In 2009, while thru-hiking the Appalachian Trail, Robert Moor began to wonder about the paths that lie beneath our feet: 'How do they form? Why do some improve over time while others devolve? What makes us follow or strike off on our own?' Over the course of the next seven years, Moor travelled the globe, exploring trails of all kinds, from the miniscule to the massive. He learned the tricks of master trail-builders, hunted down long-lost Cherokee trails, and traced the origins of our road networks and the Internet. In each chapter, Moor interweaves his adventures with findings from science, history, philosophy, and nature writing.

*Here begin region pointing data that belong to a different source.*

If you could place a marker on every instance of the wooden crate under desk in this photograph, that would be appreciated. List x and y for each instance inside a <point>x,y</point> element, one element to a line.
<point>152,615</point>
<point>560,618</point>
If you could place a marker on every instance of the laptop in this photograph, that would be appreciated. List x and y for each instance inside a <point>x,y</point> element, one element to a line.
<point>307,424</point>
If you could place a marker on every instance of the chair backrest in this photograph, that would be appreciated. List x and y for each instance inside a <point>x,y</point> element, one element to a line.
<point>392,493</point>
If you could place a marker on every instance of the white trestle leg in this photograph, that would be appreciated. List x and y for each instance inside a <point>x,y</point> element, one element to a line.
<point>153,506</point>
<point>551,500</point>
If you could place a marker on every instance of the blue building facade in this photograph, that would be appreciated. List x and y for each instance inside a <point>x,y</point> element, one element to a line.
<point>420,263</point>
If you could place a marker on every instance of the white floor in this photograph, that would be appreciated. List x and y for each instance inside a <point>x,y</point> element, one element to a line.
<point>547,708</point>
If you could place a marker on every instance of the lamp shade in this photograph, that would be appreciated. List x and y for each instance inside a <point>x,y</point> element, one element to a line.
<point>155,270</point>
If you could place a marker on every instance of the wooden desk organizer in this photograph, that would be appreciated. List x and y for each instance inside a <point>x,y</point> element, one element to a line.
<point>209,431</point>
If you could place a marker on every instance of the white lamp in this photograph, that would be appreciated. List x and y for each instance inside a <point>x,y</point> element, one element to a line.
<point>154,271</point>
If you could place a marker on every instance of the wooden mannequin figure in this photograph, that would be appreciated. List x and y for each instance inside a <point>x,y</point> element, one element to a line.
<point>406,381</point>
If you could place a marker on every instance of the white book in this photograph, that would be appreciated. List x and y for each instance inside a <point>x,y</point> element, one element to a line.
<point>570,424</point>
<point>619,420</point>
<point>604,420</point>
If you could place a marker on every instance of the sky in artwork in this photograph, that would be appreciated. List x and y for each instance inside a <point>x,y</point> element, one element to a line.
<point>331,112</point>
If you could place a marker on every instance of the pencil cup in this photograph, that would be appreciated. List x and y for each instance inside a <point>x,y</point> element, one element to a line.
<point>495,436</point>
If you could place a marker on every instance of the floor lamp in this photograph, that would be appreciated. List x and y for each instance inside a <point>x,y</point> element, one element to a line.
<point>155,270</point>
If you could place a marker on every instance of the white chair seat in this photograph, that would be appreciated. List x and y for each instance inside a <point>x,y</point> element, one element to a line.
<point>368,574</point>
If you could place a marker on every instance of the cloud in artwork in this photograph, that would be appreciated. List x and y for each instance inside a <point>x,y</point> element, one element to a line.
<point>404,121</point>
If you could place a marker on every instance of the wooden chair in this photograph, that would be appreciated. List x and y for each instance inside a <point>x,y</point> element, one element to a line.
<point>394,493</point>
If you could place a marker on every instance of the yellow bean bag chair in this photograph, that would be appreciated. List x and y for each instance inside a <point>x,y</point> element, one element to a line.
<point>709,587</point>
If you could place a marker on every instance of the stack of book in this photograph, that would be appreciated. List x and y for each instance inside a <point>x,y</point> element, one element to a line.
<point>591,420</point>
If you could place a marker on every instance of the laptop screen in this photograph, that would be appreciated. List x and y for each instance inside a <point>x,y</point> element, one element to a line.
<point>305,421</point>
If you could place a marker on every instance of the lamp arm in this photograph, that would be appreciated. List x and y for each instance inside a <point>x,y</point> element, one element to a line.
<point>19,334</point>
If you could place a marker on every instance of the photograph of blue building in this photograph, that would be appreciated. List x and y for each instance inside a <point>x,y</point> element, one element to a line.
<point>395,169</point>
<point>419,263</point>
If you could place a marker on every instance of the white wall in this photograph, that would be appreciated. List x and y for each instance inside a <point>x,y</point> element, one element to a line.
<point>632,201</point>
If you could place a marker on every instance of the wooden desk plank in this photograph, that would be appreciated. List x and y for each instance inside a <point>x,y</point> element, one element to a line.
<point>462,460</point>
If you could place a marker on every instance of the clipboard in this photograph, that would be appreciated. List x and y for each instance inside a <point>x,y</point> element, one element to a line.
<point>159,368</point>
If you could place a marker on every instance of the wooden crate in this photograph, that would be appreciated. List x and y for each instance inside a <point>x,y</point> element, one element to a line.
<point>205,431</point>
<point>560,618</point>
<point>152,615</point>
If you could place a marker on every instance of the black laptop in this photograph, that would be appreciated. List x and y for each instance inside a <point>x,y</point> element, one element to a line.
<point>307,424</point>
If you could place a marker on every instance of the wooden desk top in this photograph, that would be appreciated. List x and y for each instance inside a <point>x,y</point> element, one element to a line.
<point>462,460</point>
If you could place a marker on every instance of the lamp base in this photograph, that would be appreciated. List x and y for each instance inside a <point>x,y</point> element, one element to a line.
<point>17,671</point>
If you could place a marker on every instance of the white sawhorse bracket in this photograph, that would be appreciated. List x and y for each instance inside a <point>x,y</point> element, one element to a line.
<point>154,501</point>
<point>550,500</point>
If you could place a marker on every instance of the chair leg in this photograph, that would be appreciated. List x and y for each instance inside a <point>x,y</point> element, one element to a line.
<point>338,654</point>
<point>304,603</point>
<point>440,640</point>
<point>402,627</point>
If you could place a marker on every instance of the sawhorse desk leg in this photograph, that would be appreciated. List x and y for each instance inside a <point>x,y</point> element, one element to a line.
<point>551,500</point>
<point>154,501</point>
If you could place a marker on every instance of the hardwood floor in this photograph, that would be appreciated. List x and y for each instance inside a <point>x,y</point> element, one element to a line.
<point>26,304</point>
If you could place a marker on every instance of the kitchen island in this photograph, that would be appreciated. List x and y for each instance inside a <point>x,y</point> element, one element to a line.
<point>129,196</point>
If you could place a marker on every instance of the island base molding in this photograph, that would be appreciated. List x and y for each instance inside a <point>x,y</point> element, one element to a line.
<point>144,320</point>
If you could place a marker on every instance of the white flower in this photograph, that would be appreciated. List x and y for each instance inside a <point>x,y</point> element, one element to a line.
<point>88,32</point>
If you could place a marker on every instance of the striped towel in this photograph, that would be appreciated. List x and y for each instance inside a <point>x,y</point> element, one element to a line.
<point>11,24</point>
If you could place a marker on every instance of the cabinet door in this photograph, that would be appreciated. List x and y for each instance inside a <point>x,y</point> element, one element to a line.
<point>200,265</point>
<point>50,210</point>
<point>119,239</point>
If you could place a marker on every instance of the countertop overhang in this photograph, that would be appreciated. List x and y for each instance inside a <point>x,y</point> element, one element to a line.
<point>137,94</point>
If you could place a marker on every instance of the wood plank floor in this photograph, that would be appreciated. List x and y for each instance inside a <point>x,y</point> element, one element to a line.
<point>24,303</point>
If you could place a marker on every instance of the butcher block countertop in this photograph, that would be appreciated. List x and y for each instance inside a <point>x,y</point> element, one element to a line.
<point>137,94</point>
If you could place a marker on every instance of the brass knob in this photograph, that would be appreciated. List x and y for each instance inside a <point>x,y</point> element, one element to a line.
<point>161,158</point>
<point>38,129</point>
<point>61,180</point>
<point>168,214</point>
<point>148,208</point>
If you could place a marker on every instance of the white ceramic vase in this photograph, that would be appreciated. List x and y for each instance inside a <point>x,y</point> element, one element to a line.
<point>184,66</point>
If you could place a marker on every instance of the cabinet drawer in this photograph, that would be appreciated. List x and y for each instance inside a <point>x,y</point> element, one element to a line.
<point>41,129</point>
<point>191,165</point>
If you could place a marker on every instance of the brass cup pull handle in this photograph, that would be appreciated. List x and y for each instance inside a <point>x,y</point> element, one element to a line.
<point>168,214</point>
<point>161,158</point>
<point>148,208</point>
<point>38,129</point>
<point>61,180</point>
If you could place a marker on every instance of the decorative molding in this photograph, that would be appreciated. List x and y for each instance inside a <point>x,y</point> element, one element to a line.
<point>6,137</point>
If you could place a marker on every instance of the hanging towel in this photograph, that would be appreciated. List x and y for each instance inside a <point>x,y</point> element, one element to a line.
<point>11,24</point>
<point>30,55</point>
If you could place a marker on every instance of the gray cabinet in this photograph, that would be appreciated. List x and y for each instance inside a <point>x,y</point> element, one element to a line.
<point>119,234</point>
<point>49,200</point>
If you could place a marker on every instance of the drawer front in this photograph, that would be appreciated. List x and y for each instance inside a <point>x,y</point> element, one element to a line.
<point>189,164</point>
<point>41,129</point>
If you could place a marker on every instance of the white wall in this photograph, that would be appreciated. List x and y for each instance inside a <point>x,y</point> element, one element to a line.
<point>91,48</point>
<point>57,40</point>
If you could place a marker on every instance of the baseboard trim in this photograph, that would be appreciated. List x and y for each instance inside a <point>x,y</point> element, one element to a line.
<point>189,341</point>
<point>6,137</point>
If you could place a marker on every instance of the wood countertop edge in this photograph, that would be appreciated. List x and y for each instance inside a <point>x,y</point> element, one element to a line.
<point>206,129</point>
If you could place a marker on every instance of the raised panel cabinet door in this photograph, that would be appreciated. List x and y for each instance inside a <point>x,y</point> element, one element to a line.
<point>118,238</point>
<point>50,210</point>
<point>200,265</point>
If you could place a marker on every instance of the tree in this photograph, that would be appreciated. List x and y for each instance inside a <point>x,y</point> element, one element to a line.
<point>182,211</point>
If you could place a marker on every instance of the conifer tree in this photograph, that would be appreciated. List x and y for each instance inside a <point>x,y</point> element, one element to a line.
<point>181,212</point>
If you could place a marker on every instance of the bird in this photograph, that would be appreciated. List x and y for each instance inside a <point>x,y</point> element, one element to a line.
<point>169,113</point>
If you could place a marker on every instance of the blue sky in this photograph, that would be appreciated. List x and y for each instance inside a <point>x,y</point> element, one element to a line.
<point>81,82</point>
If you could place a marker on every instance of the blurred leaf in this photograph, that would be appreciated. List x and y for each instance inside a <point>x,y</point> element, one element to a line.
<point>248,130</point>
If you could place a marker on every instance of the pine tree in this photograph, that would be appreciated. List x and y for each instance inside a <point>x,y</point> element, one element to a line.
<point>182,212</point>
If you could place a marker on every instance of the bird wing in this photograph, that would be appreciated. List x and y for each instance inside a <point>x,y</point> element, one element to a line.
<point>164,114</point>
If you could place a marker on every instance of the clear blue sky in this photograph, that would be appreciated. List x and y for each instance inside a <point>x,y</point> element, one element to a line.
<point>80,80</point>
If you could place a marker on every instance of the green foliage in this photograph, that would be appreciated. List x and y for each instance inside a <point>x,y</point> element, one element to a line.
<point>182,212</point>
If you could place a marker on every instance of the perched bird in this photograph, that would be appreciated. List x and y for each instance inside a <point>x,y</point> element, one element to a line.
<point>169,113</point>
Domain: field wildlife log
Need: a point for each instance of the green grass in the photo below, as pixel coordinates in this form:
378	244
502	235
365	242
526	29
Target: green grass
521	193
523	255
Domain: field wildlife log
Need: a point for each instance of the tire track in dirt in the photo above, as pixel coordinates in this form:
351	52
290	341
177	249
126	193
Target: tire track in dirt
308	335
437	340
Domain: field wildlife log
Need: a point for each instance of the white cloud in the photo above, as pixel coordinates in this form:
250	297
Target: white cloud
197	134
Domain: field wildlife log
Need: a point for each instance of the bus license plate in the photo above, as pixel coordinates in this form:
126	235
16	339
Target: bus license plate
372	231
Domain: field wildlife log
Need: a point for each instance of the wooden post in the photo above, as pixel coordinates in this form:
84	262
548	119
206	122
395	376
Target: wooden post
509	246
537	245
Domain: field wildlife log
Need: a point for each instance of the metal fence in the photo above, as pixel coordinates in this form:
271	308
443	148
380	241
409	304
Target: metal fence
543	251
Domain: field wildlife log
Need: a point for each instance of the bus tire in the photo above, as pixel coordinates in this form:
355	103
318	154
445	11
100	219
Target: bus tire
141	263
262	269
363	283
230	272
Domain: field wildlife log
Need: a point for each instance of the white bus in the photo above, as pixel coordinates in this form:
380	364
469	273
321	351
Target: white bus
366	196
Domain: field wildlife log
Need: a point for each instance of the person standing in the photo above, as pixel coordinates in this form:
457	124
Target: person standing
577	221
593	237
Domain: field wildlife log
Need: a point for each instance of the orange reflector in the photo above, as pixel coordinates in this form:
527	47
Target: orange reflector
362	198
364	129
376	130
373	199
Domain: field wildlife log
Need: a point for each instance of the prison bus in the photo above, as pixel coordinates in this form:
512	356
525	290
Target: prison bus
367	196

This deep search for meaning introduces the reader to experts who work with trails of all kind, outrageous anecdotes from his own experiences and spectacular descriptions of landscapes and animal behavior. On Trails gives an eye-opening tour, leaving us with a much richer, prismatic take on what we constantly take for granted: how we get where we're going.
PUBLISHERS WEEKLY
In this engrossing meditation on trails in animal and human societies, journalist Moor surveys the natural and social histories of trail-making, from the half-billion-year-old fossilized trails of Ediacaran blobs to the pheromone trails of ants, the well-judged and emotionally meaningful trails of elephants (they may carve routes to the graves of relatives), and the ancient Native American trails that underlie much of the modern U.S. road network. He styles these disparate trails as a kind of "external memory" whereby, as one individual follows in the tracks of another for prosaic reasons, a larger template for collective movement is unwittingly constructed. In fine participant-journalist fashion, the author dives into the trail-blazing himself, doing a stint as a shepherd trying to guide wayward sheep and goats through the countryside; mapping out hiking trails in Morocco, where the locals are baffled by the notion of foreigners traipsing around on barren mountainsides; and walking the Appalachian Trail, where exhaustion and rain are leavened by intense camaraderie. Moor combines vivid reportage told in supple prose with lucid explorations of science and history in an absorbing account of how travelers shape and are shaped by the land they pass through.